BİLMEK LANETLENMEKTİR
O bir ?tesadüfler zinciri?nin eseri değil, planlanmış bir kariyerin sadık takipçisi. Güzelliğinden ziyade oyunculuğuyla anılmasını sağlayan ise işine duyduğu saygı. Gülmese de gözlerinde hep sıcak bir ifade var ama öğrendikçe, yaşadıkça o ifadenin değiştiğini düşünüyor. All dergisine konuşan Nehir Erdoğan, işte bu yüzden ?Bilmek lanetlenmektir? diyor.
* Oyuncu olmak çocukluk hayali miydi yoksa tesadüfler mi seni bu noktaya getirdi?

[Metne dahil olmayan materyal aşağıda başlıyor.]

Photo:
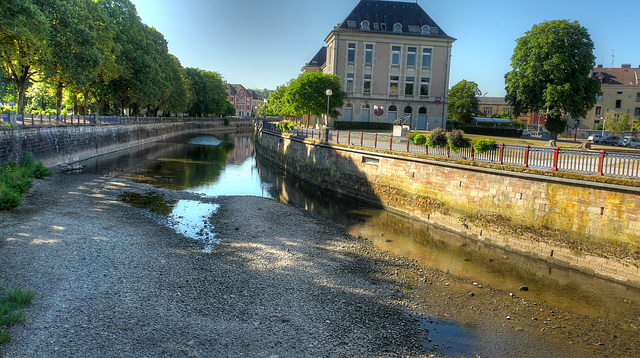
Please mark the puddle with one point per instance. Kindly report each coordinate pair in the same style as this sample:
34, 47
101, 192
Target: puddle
191, 218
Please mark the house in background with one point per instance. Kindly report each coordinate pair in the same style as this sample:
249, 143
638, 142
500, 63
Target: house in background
389, 55
619, 94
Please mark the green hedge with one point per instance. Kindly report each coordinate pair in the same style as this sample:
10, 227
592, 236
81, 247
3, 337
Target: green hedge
498, 132
383, 126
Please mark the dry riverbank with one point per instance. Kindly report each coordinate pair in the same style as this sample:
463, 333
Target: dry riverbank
112, 281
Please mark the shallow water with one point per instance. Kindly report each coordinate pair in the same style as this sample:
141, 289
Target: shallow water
213, 166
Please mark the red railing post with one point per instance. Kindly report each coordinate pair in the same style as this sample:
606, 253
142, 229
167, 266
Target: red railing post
600, 162
526, 156
554, 165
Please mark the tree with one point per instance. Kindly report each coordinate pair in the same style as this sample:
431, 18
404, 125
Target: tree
23, 49
463, 102
550, 73
307, 94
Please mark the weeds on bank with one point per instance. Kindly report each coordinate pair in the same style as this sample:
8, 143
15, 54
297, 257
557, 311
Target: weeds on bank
17, 178
12, 305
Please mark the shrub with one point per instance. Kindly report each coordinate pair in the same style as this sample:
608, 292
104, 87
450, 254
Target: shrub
420, 139
285, 125
437, 138
456, 140
480, 145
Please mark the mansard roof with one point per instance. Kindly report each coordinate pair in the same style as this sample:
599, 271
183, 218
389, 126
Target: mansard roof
381, 16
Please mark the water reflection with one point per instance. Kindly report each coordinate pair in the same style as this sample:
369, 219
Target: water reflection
213, 166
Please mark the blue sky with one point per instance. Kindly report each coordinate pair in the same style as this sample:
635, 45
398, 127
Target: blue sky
265, 43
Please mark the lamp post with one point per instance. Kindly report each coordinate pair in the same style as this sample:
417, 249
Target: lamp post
329, 92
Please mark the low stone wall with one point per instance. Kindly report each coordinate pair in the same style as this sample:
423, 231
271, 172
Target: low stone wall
546, 217
68, 144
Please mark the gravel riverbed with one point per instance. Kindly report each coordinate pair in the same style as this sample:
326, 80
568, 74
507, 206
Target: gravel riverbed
114, 281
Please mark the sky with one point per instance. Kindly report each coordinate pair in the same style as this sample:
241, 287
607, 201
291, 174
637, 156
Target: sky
264, 43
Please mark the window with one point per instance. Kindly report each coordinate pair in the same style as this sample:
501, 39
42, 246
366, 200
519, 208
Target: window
351, 53
349, 86
395, 55
424, 86
367, 84
393, 84
426, 57
411, 56
408, 86
368, 54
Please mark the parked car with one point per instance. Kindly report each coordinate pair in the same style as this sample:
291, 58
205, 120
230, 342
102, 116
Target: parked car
633, 143
609, 140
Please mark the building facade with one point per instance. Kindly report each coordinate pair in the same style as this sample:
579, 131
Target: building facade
393, 62
619, 94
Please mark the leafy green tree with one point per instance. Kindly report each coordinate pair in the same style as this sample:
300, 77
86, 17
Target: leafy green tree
550, 72
23, 48
463, 102
210, 91
307, 94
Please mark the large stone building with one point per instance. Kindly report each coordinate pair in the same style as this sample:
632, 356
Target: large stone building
620, 94
389, 55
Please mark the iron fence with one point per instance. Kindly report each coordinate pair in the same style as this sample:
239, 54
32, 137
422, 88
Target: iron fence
612, 164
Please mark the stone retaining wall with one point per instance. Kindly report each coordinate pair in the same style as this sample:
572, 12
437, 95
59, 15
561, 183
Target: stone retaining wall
68, 144
520, 208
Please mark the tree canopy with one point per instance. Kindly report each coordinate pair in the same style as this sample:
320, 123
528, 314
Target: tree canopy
98, 51
550, 73
463, 102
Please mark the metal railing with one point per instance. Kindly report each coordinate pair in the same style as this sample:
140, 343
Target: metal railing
36, 120
611, 164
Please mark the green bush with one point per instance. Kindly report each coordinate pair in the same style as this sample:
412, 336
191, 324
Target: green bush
437, 138
456, 140
420, 139
481, 145
285, 125
382, 126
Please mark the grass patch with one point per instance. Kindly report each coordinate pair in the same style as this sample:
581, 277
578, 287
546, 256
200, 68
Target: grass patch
17, 178
12, 305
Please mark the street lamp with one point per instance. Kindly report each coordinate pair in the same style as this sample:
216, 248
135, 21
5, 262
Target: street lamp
329, 92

- Kesinlikle tesadüf değildi. Aslında ben işletme okudum. Ailem hem İstanbul'a gelmeme hem de konservatuvarda okumama izin vermiyordu. Ben de en azından onların istediği bölümü İstanbul'da okuyayım dedim. ızmir'de birlikte tiyatro yaptığımız ve sonradan İstanbul'a gelen arkadaşlarım vardı. Bir şekilde İstanbul'a gidersem onlarla yavaş yavaş başlarım diye düşündüm. Her zaman oyuncu olmak istiyordum. Bunun için önce ailemi ikna etmem gerekti.
* İstanbul'a gelemeseydin hayallerin ertelenir miydi?
- Bilmem. Ama bir şekilde zorlardım. Gerçi oyuncu, daha doğrusu hayatta herhangi bir şey olmasaydım da mutsuz olmazdım.
* Her zaman mutlusun yani... Her durumda...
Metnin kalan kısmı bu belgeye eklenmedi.